Crises de panique en général, impossibilité de faire partie d’un public silencieux dans un théâtre ou une église sans avoir pris des tranquillisants et un hypocondrie extrême qui s’est accentuée ces dernières années grâce à une santé vraiment fragile qu’il a puni sur la base de boulimie et alcool étaient quelques-unes des caractéristiques d’un caractère instable.

C’est bien connu que l’humour l’a sauvé – “cela m’a fait plus de bien que beaucoup de psychanalystes avec qui j’ai passé tant d’heures sérieuses”, dit-il – et l’écriture, à laquelle il n’a pu se consacrer professionnellement qu’à l’âge de 40 ans. vieux, prenant tout le jus des années vécues en Afrique du Sud.
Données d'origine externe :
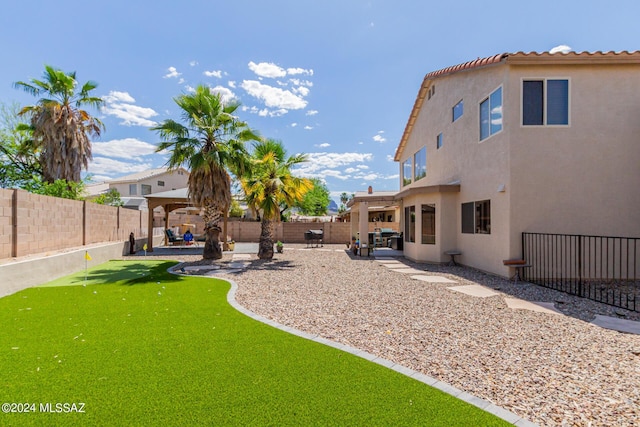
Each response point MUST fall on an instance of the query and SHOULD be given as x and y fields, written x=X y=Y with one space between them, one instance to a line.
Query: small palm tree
x=61 y=128
x=210 y=142
x=267 y=183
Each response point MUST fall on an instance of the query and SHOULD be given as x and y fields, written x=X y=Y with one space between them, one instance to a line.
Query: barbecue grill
x=311 y=236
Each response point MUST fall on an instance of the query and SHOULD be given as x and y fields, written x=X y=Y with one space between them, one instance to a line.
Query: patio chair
x=172 y=239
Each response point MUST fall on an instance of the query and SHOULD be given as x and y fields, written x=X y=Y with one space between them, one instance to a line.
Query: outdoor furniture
x=172 y=239
x=311 y=236
x=452 y=254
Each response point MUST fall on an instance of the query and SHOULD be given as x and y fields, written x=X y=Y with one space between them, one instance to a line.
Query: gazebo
x=170 y=201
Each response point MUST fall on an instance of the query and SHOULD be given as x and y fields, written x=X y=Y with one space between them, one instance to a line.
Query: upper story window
x=420 y=162
x=406 y=172
x=491 y=114
x=457 y=110
x=545 y=102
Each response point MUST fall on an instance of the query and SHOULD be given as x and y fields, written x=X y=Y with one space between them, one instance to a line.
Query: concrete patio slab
x=475 y=291
x=621 y=325
x=433 y=279
x=406 y=270
x=540 y=307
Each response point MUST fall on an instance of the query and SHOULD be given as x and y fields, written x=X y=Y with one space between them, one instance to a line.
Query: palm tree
x=210 y=143
x=267 y=183
x=61 y=128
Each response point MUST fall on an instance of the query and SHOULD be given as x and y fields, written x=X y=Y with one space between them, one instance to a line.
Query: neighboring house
x=134 y=187
x=523 y=142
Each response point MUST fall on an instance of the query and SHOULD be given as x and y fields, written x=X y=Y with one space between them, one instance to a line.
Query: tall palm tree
x=61 y=128
x=267 y=183
x=210 y=142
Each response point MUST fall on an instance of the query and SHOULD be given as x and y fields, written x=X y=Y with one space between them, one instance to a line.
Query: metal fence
x=600 y=268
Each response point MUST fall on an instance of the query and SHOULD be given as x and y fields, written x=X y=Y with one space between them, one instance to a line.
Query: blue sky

Là, il a été témoin de terreur de l’apartheidaprès avoir travaillé comme enseignant, photographe, travailleur social, laissant des traces dans ses deux premiers romans réunion tumultueuse y Affichage indécentqui l’a découvert au grand public.

Plus tard, le début de la saga Se flétrir en 1976, il a donné renommée universelle avec les mésaventures de ce petit homme insignifiant alourdi par un chapelet d’indignités.

Susceptible d’être annulé

Ce monde de femmes terrifiantes et de mecs intimidés serait-il susceptible d’être annulé aujourd’hui ? Personne, ni son associé, ni son biographe, ni son traducteur catalan, Màrius Serra, n’ont le moindre doute. Absolument oui. n’était pas un ami de Politiquement correct. C’était aussi un écheveau de ccontre-indications. Un militant anti-apartheid qui, dans ses dernières années, se délectait d’écouter des chansons nazies. Un auteur qui, aimant le succès populaire, voulait être reconnu par des critiques distingués.
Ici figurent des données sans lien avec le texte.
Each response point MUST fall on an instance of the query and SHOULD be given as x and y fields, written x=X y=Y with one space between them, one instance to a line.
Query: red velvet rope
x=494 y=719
Même son style caractéristique, qui ne craint pas l’humour grossier ou la grossièreté, est contradictoire. “Il est vrai – précise Martín i Serra – qu’il utilise souvent des ressources faciles, des jurons de son service dans la marine, mais en même temps, il utilise un produit en prose très élaboré de son éducation à cambridge et de ce choc naît son style incomparable”. Et pour finir, Màrius Serra lance une définition marquée par ce swing : “Quelqu’un qui, malgré l’écriture de choses indécentes, était tout à fait décent”.